Shihao Xu Shihao Xu - 16 days ago 7x
Scala Question

Scala - Spark Word Count, why sliding not working

I want to count the frequency of each bigram.

So I wrote

val intputFile = "bible+shakes.nopunc"
val sentences = sc.textFile(intputFile)

val bigrams = => sentence.trim.split(' ')).flatMap( wordList =>
for (i <- List.range(0, (wordList.length - 2))) yield ((wordList(i), wordList(i + 1)), 1)

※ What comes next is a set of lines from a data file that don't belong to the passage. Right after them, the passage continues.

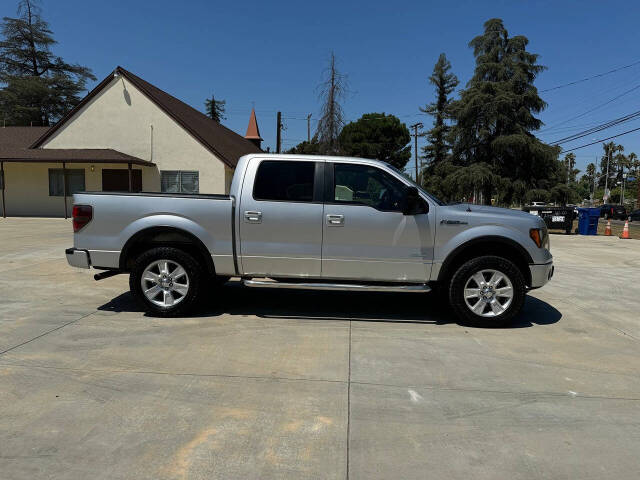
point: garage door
(117, 180)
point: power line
(557, 87)
(598, 128)
(593, 109)
(601, 140)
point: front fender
(449, 243)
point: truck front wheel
(166, 281)
(487, 291)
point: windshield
(420, 189)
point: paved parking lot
(282, 384)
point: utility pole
(278, 130)
(415, 127)
(606, 179)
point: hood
(488, 210)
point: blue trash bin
(588, 221)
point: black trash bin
(560, 218)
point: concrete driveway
(282, 384)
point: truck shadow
(235, 299)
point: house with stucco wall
(125, 135)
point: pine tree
(495, 116)
(445, 83)
(37, 86)
(215, 108)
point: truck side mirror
(414, 203)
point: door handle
(252, 216)
(335, 220)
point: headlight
(540, 237)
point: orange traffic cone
(625, 230)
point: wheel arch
(487, 245)
(164, 236)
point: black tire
(194, 274)
(463, 275)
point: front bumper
(541, 274)
(78, 258)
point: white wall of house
(27, 187)
(121, 117)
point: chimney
(253, 134)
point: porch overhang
(66, 156)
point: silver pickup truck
(327, 223)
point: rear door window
(284, 181)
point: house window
(179, 181)
(75, 181)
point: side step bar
(417, 288)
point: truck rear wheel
(487, 291)
(166, 281)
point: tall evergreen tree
(495, 115)
(215, 108)
(445, 83)
(37, 86)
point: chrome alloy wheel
(488, 293)
(165, 283)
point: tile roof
(218, 139)
(71, 155)
(19, 137)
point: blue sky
(273, 53)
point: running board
(352, 287)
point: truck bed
(119, 216)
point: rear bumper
(78, 258)
(541, 274)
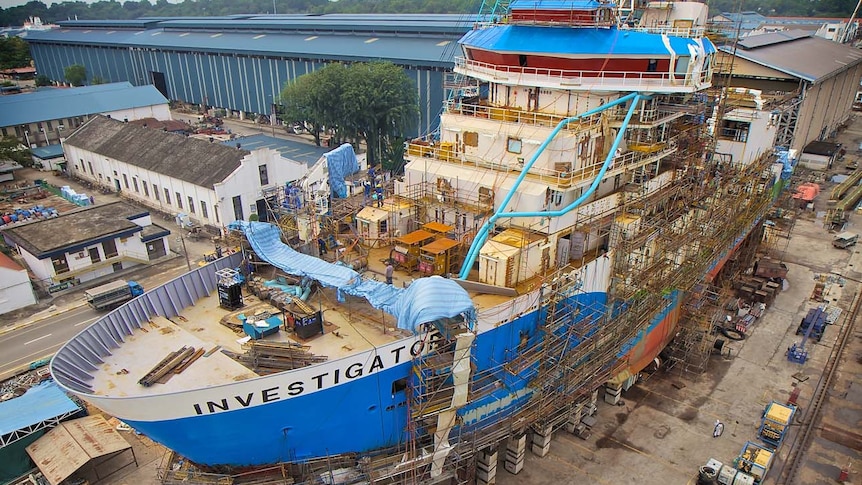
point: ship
(544, 242)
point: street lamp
(180, 238)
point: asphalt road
(41, 339)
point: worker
(367, 186)
(321, 244)
(389, 271)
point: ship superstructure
(573, 203)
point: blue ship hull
(357, 416)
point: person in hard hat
(389, 270)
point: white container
(743, 479)
(726, 475)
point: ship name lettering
(270, 394)
(353, 370)
(296, 388)
(397, 353)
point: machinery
(113, 294)
(754, 460)
(776, 420)
(813, 326)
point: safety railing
(638, 155)
(612, 80)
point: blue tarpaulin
(425, 300)
(341, 162)
(40, 403)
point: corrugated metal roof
(586, 41)
(195, 161)
(72, 444)
(293, 150)
(771, 38)
(409, 23)
(9, 263)
(39, 403)
(808, 58)
(425, 51)
(75, 229)
(59, 103)
(47, 152)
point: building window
(513, 145)
(110, 248)
(60, 264)
(237, 208)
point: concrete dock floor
(663, 431)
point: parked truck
(113, 294)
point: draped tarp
(425, 300)
(340, 162)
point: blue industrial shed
(241, 63)
(56, 104)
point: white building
(211, 183)
(88, 243)
(46, 116)
(15, 288)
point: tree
(76, 74)
(43, 80)
(371, 102)
(12, 149)
(14, 52)
(382, 104)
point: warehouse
(810, 84)
(46, 116)
(202, 181)
(241, 63)
(88, 243)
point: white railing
(626, 161)
(612, 80)
(513, 115)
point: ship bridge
(610, 59)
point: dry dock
(663, 430)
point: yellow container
(447, 151)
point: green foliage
(43, 80)
(12, 149)
(75, 74)
(14, 52)
(373, 102)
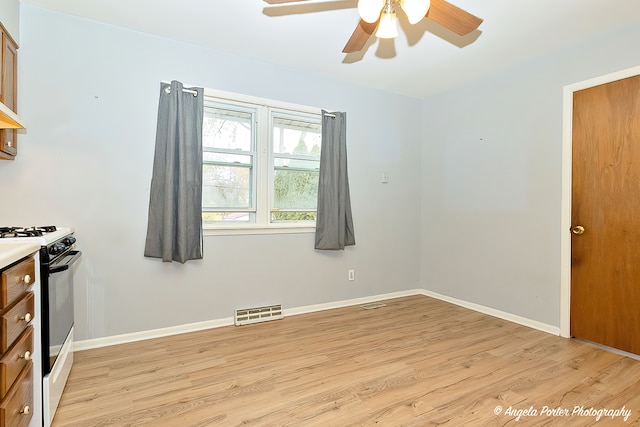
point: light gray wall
(89, 95)
(491, 184)
(10, 18)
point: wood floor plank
(415, 362)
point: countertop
(11, 252)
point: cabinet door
(9, 93)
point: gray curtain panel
(334, 225)
(174, 230)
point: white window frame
(264, 167)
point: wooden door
(605, 270)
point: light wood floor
(416, 362)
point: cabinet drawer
(15, 320)
(16, 409)
(16, 281)
(15, 360)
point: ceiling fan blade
(360, 36)
(452, 17)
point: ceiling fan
(381, 14)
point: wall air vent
(373, 305)
(247, 316)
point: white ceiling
(423, 60)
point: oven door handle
(65, 266)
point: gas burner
(7, 232)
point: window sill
(231, 230)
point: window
(261, 163)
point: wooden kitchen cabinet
(9, 92)
(16, 343)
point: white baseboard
(550, 329)
(228, 321)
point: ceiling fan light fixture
(388, 27)
(415, 9)
(369, 10)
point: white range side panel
(54, 382)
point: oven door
(59, 304)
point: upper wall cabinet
(9, 120)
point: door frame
(567, 162)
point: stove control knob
(57, 248)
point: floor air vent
(246, 316)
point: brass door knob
(578, 229)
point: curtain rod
(194, 92)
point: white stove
(58, 259)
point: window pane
(239, 159)
(293, 216)
(227, 216)
(312, 165)
(296, 137)
(227, 129)
(295, 189)
(226, 186)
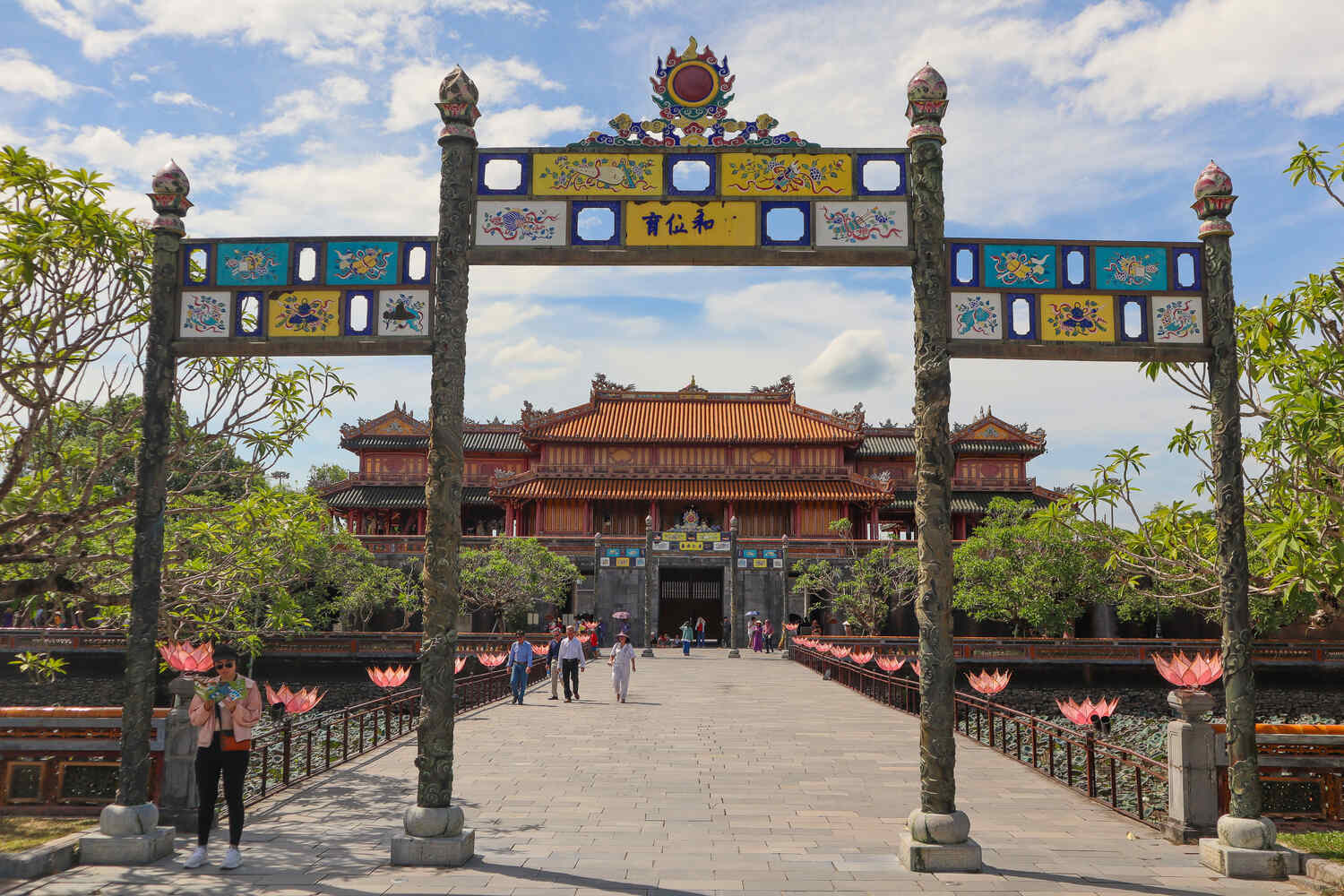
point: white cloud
(21, 74)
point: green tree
(1019, 568)
(73, 304)
(1292, 397)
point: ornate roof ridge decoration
(363, 425)
(782, 387)
(691, 90)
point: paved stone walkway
(719, 775)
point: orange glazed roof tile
(691, 416)
(849, 490)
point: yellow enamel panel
(304, 312)
(682, 223)
(582, 174)
(1078, 319)
(747, 174)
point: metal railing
(1128, 782)
(298, 750)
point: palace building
(586, 478)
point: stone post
(647, 622)
(177, 797)
(734, 610)
(1191, 769)
(1245, 844)
(938, 837)
(435, 833)
(128, 829)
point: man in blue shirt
(519, 664)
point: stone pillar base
(940, 857)
(1245, 864)
(441, 852)
(139, 849)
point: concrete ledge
(438, 852)
(1244, 864)
(940, 857)
(142, 849)
(46, 858)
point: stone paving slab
(703, 783)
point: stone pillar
(128, 829)
(938, 837)
(435, 828)
(734, 633)
(650, 576)
(177, 797)
(1245, 844)
(1191, 769)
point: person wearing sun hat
(623, 664)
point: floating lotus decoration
(1195, 673)
(389, 677)
(989, 684)
(890, 661)
(183, 657)
(296, 702)
(1088, 713)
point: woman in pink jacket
(225, 711)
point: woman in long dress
(623, 664)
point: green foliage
(40, 668)
(1290, 354)
(1021, 570)
(513, 576)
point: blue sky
(1067, 120)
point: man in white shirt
(572, 659)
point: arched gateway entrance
(694, 185)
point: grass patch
(1327, 844)
(24, 831)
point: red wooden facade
(604, 466)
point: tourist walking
(225, 710)
(572, 659)
(553, 662)
(519, 664)
(623, 664)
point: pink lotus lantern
(389, 677)
(989, 684)
(183, 657)
(890, 662)
(1088, 713)
(296, 702)
(1193, 675)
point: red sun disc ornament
(693, 83)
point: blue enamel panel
(973, 253)
(900, 158)
(710, 160)
(577, 238)
(252, 263)
(1021, 266)
(1132, 268)
(1011, 316)
(1198, 271)
(524, 163)
(804, 209)
(362, 263)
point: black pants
(570, 672)
(210, 763)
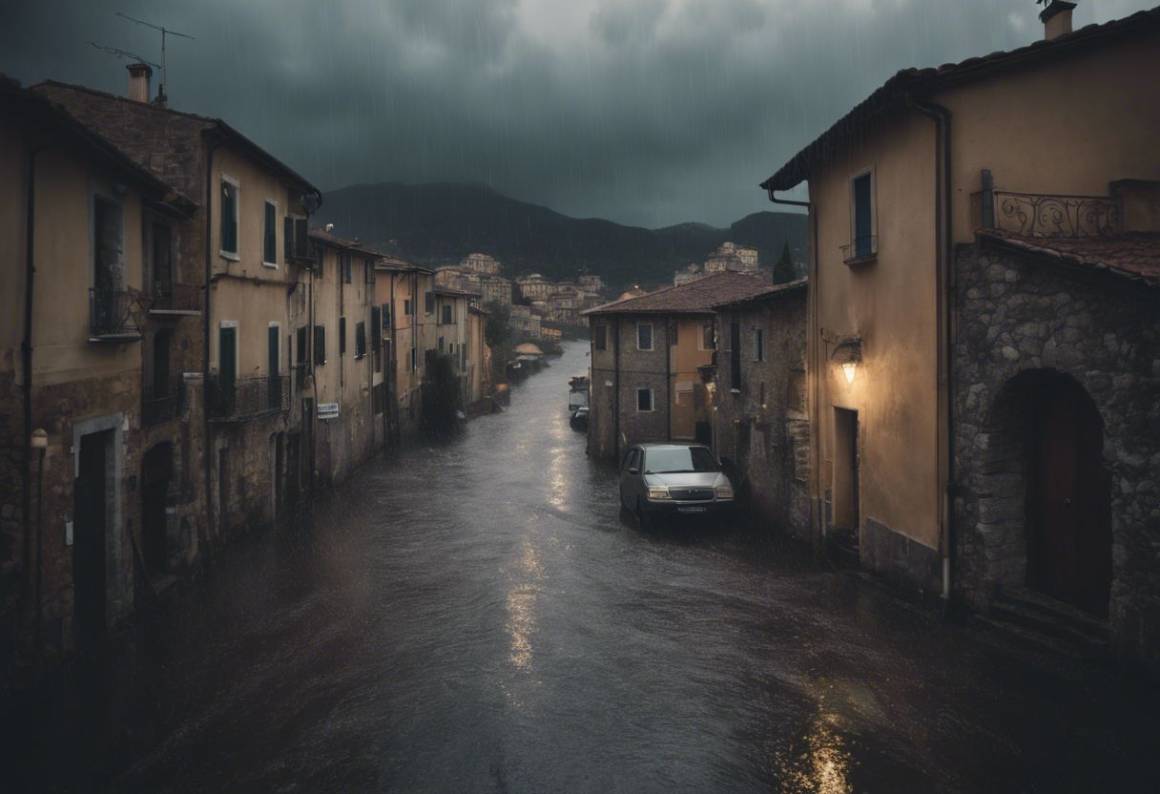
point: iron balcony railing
(1046, 215)
(248, 397)
(169, 297)
(114, 312)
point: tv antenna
(123, 53)
(165, 31)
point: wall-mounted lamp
(847, 355)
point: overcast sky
(645, 112)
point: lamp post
(40, 442)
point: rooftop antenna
(165, 31)
(123, 53)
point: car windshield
(674, 460)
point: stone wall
(762, 426)
(1019, 317)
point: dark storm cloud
(647, 112)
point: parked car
(579, 419)
(673, 478)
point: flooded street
(478, 616)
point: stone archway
(1044, 507)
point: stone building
(95, 474)
(651, 363)
(760, 421)
(343, 320)
(923, 231)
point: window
(734, 355)
(295, 238)
(644, 337)
(301, 346)
(319, 345)
(862, 196)
(644, 399)
(229, 218)
(269, 236)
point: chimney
(138, 81)
(1057, 19)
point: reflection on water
(473, 615)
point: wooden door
(89, 558)
(1068, 510)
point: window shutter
(319, 345)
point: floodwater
(477, 615)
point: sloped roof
(167, 143)
(1129, 255)
(923, 82)
(696, 297)
(775, 290)
(336, 242)
(26, 105)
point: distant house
(651, 359)
(983, 327)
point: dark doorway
(1067, 507)
(846, 470)
(157, 471)
(91, 529)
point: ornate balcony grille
(169, 297)
(248, 398)
(114, 312)
(1046, 215)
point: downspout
(814, 354)
(616, 390)
(26, 351)
(944, 437)
(208, 446)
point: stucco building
(965, 293)
(651, 363)
(760, 420)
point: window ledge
(857, 261)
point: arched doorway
(1050, 514)
(157, 471)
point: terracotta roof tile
(696, 297)
(1131, 255)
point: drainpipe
(944, 286)
(208, 446)
(814, 365)
(616, 390)
(26, 349)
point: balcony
(862, 250)
(114, 315)
(247, 398)
(1046, 215)
(175, 301)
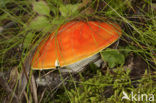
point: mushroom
(74, 45)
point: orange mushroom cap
(74, 41)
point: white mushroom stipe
(57, 64)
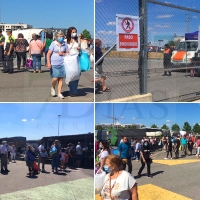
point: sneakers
(53, 92)
(60, 96)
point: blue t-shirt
(124, 149)
(184, 141)
(56, 59)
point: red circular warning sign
(127, 25)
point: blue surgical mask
(60, 39)
(106, 168)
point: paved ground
(178, 87)
(29, 87)
(176, 179)
(72, 185)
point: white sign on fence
(127, 30)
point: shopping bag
(84, 61)
(91, 58)
(72, 68)
(29, 63)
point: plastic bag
(84, 61)
(91, 58)
(72, 68)
(29, 63)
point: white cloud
(164, 16)
(107, 32)
(111, 23)
(162, 26)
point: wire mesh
(166, 25)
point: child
(62, 159)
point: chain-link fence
(165, 24)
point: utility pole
(58, 123)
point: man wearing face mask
(125, 154)
(145, 158)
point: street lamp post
(58, 123)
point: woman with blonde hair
(118, 184)
(55, 62)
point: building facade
(14, 27)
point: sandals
(106, 90)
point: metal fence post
(142, 70)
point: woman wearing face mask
(55, 61)
(119, 184)
(145, 158)
(104, 145)
(74, 48)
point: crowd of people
(138, 150)
(61, 157)
(53, 48)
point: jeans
(55, 162)
(148, 167)
(129, 166)
(36, 58)
(45, 54)
(73, 85)
(19, 56)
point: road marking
(73, 190)
(152, 192)
(174, 162)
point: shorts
(78, 157)
(58, 71)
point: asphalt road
(73, 185)
(178, 87)
(176, 179)
(25, 86)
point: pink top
(36, 46)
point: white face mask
(73, 35)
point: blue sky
(35, 121)
(50, 13)
(161, 20)
(149, 113)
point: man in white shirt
(41, 156)
(78, 154)
(4, 153)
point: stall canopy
(192, 36)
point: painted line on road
(72, 190)
(152, 192)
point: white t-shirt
(103, 154)
(122, 184)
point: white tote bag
(72, 68)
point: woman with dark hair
(74, 48)
(145, 158)
(35, 49)
(118, 184)
(105, 152)
(21, 49)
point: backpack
(20, 46)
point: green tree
(86, 34)
(196, 128)
(164, 126)
(186, 127)
(133, 127)
(154, 126)
(175, 128)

val bigrams2 = => sentence.trim.split(' ')).flatMap( wordList =>
wordList.sliding(2).map{case Array(x, y) => ((x,y), 1)}

And they seems to have the same type.

scala> bigrams
res11: org.apache.spark.rdd.RDD[((String, String), Int)] = MapPartitionsRDD[7] at flatMap at <console>:28

scala> bigrams2
res12: org.apache.spark.rdd.RDD[((String, String), Int)] = MapPartitionsRDD[11] at flatMap at <console>:28

scala> bigrams.collect
res15: Array[((String, String), Int)] = Array(((holy,bible),1), ((bible,authorized),1), ((authorized,king),1), ((king,james),1), ((james,version),1), ((version,textfile),1), ((in,the),1), ((the,beginning),1), ((beginning,god),1), ((god,created),1), ((created,the),1), ((the,heaven),1), ((heaven,and),1), ((and,the),1), ((and,the),1), ((the,earth),1), ((earth,was),1), ((was,without),1), ((without,form),1), ((form,and),1), ((and,void),1), ((void,and),1), ((and,darkness),1), ((darkness,was),1), ((was,upon),1), ((upon,the),1), ((the,face),1), ((face,of),1), ((of,the),1), ((the,deep),1), ((deep,and),1), ((and,the),1), ((the,spirit),1), ((spirit,of),1), ((of,god),1), ((god,moved),1), ((moved,upon),1), ((upon,the),1), ((the,face),1), ((face,of),1), ((of,the),1), ((and,god),1), ((god,said),1), ((...

However, when I do so

scala> bigrams.collect
res13: Array[((String, String), Int)] = Array(((holy,bible),1), ((bible,authorized),1), ((authorized,king),1), ((king,james),1), ((james,version),1), ((version,textfile),1), ((in,the),1), ((the,beginning),1), ((beginning,god),1), ((god,created),1), ((created,the),1), ((the,heaven),1), ((heaven,and),1), ((and,the),1), ((and,the),1), ((the,earth),1), ((earth,was),1), ((was,without),1), ((without,form),1), ((form,and),1), ((and,void),1), ((void,and),1), ((and,darkness),1), ((darkness,was),1), ((was,upon),1), ((upon,the),1), ((the,face),1), ((face,of),1), ((of,the),1), ((the,deep),1), ((deep,and),1), ((and,the),1), ((the,spirit),1), ((spirit,of),1), ((of,god),1), ((god,moved),1), ((moved,upon),1), ((upon,the),1), ((the,face),1), ((face,of),1), ((of,the),1), ((and,god),1), ((god,said),1), ((...

scala> bigrams2.collect
16/10/05 10:17:52 ERROR Executor: Exception in task 1.0 in stage 11.0 (TID 20)
scala.MatchError: [Ljava.lang.String;@3224ea91 (of class [Ljava.lang.String;)
at $line27.$read$$iw$$iw$$iw$$iw$$iw$$iw$$iw$$iw$$anonfun$2$$anonfun$apply$1.apply(<console>:29)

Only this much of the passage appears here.